Here are four ways you can get your employees involved in a workplace safety strategy.
Build a structured program
You have to start by winning over your employees’ hearts and minds. Get their input and consult your company’s mission, slogan and long-term goals before you start outlining a short-term strategy. These short-term tactics will help you formulate the safety obligations of every employee. Once you know what each person is responsible for, you can start detailing a management system that keeps employees accountable to safe actions and behaviors.
Make it a daily habit
Communication is key to your workplace safety strategy. Make sure your policies and procedures are aligned with national safety standards and any other training your employees have had. Review it and make safety part of your daily conversations with employees.

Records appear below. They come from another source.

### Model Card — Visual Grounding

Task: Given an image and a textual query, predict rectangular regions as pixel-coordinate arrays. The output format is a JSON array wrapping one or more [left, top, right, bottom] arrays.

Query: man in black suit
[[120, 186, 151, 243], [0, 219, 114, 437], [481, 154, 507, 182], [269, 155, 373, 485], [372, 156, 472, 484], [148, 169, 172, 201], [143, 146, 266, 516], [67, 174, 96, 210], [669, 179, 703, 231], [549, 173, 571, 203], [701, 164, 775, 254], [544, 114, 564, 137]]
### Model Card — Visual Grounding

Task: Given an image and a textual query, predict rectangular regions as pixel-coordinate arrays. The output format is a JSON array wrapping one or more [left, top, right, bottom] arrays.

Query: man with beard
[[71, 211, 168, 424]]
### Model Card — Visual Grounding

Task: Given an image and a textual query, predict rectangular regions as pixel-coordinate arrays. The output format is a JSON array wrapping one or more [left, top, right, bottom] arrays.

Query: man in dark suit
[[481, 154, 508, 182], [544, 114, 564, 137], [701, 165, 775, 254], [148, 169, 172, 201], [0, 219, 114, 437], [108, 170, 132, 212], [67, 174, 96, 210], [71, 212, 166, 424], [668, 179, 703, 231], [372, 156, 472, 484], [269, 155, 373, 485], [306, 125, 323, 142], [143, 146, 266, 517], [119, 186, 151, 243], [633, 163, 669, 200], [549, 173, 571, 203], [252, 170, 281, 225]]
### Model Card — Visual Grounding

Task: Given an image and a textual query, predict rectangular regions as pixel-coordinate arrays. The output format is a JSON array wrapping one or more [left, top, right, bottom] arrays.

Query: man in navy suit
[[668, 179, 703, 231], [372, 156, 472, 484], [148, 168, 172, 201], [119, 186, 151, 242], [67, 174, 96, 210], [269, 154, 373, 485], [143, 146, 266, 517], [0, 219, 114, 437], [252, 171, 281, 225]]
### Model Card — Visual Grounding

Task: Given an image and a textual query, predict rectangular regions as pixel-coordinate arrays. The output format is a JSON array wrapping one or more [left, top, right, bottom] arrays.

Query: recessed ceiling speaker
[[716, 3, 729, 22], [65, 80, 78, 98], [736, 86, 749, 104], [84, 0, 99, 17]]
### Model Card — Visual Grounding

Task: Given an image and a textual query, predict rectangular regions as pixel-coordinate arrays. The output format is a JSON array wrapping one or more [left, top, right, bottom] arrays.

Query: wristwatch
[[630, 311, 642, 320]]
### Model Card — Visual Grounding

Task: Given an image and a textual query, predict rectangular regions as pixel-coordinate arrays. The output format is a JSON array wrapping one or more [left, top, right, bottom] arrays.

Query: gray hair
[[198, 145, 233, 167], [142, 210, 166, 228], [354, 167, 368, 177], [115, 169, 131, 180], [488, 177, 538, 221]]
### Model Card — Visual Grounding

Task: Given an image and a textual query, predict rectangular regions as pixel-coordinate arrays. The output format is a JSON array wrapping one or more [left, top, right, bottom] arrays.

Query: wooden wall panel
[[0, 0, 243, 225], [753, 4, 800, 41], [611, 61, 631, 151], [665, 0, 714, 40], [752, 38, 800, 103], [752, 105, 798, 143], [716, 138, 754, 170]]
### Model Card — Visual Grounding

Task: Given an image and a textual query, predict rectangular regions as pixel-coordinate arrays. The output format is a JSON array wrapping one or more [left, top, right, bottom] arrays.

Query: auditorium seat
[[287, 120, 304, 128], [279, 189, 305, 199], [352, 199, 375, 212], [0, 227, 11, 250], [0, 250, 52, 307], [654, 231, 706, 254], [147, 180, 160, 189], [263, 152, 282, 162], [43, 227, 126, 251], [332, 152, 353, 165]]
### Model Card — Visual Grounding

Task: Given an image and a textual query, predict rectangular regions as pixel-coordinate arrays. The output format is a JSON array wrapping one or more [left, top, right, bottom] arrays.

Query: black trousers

Make sure you use the same language to minimize confusion. When employees are on different pages or don’t fully understand what’s expected of them, they get confused and make mistakes, and those mistakes can yield accidents.
Take ownership in a workplace safety strategy
Your employees are more likely to buy in if they have ownership over the program. If they’re always told exactly what to do, chances are they’ll get resistant and resentful. Instead, give them the opportunity to provide input and help design the workplace safety initiatives themselves.
After all, they probably know what would work best anyway. Ask them what their ideal workplace safety strategy would look like and how unsafe behaviors should be held accountable. Pay attention to the issues they raise—sometimes they’re trying to tell you more than you asked for.
Employees will take their own health and safety seriously, and when they understand how their actions might impact the health and safety of a co-worker, they’ll take that seriously too. When you give them the opportunity to offer opinions and ideas, you’re showing them that you respect and trust them. Those types of actions keep employees working hard and staying loyal.
Recognize safe actions and behaviors
Don’t take the safe practices of your employees for granted. Instead, praise them, thank them, and celebrate them. It doesn’t have to be a big ordeal—just look them in the eye and offer a sincere “thanks.”
Praise them publicly in a staff meeting and don’t hesitate to present them with a certificate, gift card or even bonus; whatever it takes to keep everyone motivated to prioritize good safety practices.